H. Infliction of Emotional Distress
Finally, Plaintiff brings a claim for infliction of emotional distress. Plaintiff alleges that unspecified defendants have “intentionally or negligently taken actions” that have cause him “severe emotional distress., stress. Duress, health problems, PTSD, ETC” by sending him up to 70 letters a week, “harassing phone calls, taping or stapling papers to [his] home” and “slandering [him]” to others. (Doc. 54 at 24-25.) The Court already stated in its previous Order that these allegations are insufficient to bring a claim for intentional infliction of emotional distress. (Doc. 46 at 14.) It finds the same here.

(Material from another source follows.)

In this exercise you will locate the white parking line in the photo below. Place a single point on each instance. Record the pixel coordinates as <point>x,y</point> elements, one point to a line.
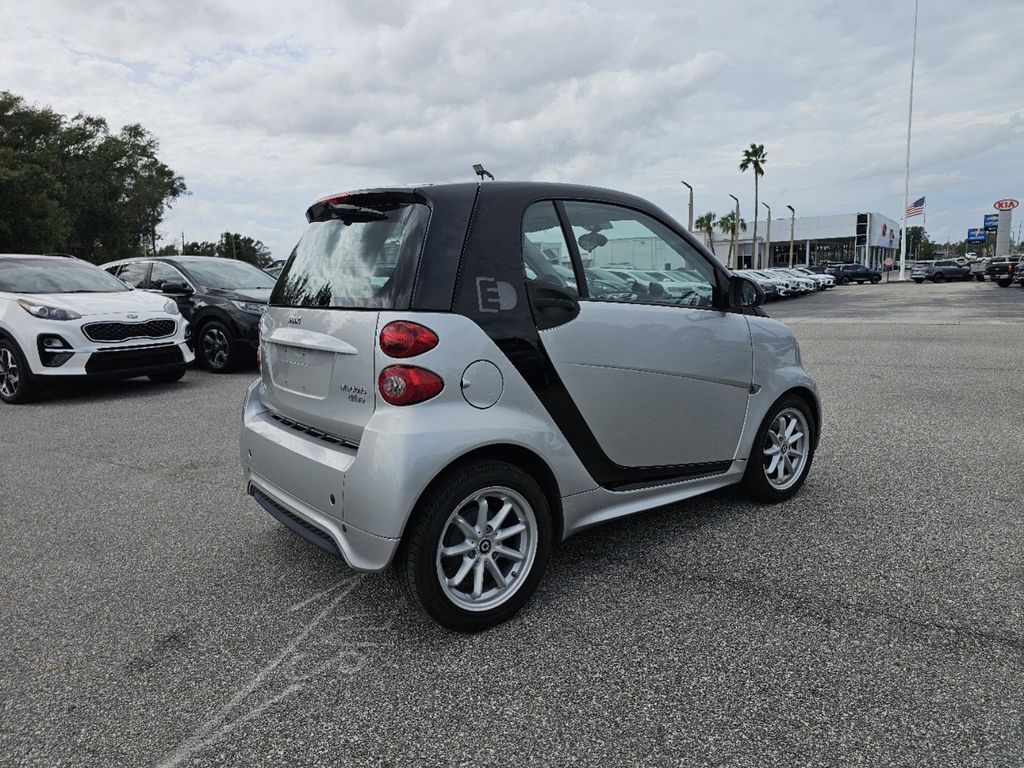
<point>220,724</point>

To prove a claim of intentional or negligent infliction of emotional distress, a plaintiff must demonstrate that: “(1) the conduct by defendant was extreme and outrageous; (2) the defendant either intended to cause emotional distress or recklessly disregarded the near certainty that such distress would result from his conduct; and (3) severe emotional distress actually resulted from the defendant's conduct.” Bodett v. CoxCom, Inc., 366 F.3d 736, 746 (9th Cir. 2004) (cleaned up). Defendants argue that Plaintiff does not allege which defendant the claim is against, who delivered the alleged letters, or what these letters said to cause his stress. (Doc. 62 at 17.) They further argue that his SAC fails to demonstrate the requisite intent for this claim. (Id.) The Court agrees and therefore finds Plaintiff has failed to state a claim for intentional or negligent infliction of emotional distress. Ivey, 673 F.2d at 268. Count VIII will be dismissed as to both the SPS and Buchalter Defendants.
I. Leave to Amend
Plaintiff appears to request that if the Court finds the SAC is insufficient, he be granted leave to amend to “try to do it over.” (Doc. 54 at 2.) Defendants argue leave to amend would be inappropriate. (Doc. 75 at 6.) Although the Court should grant leave to amend when in the interests of justice, it should not be granted automatically. See In re W. States Wholesale Nat. Gas Antitrust Litig., 715 F.3d 716, 738 (9th Cir. 2013). Here, despite being given leave to amend his FAC with direction on how to cure its deficiencies, his SAC remains nearly identical. (Doc. 46.) Because Plaintiff did not make an effort to amend his FAC, the Court will not grant leave to amend now.
IV. CONCLUSION
Accordingly, IT IS HEREBY ORDERED granting Defendants' Randhir Gandhi, Select Portfolio Servicing Inc., and MEB REO Loan Trust IV's Motion to Dismiss Plaintiff John Clark Buchanan's Second Amended Complaint (Doc. 62).
IT IS FURTHER ORDERED granting Defendants Buchalter, A Professional Corporation, Buzzi L. Shindler, and Stephen F. Best's Motion to Dismiss Plaintiff John Clark Buchanan's Complaint (Doc. 64).
IT IS FURTHER ORDERED dismissing all claims against Defendants' Randhir Gandhi, Select Portfolio Servicing Inc., MEB REO Loan Trust IV, Buchalter, A Professional Corporation, Buzzi L. Shindler, and Stephen F. Best with prejudice, and without leave to amend.
IT IS FURTHER ORDERED directing the clerk of the court to enter judgment in accordance with this Order and dismiss the above listed defendants from the case.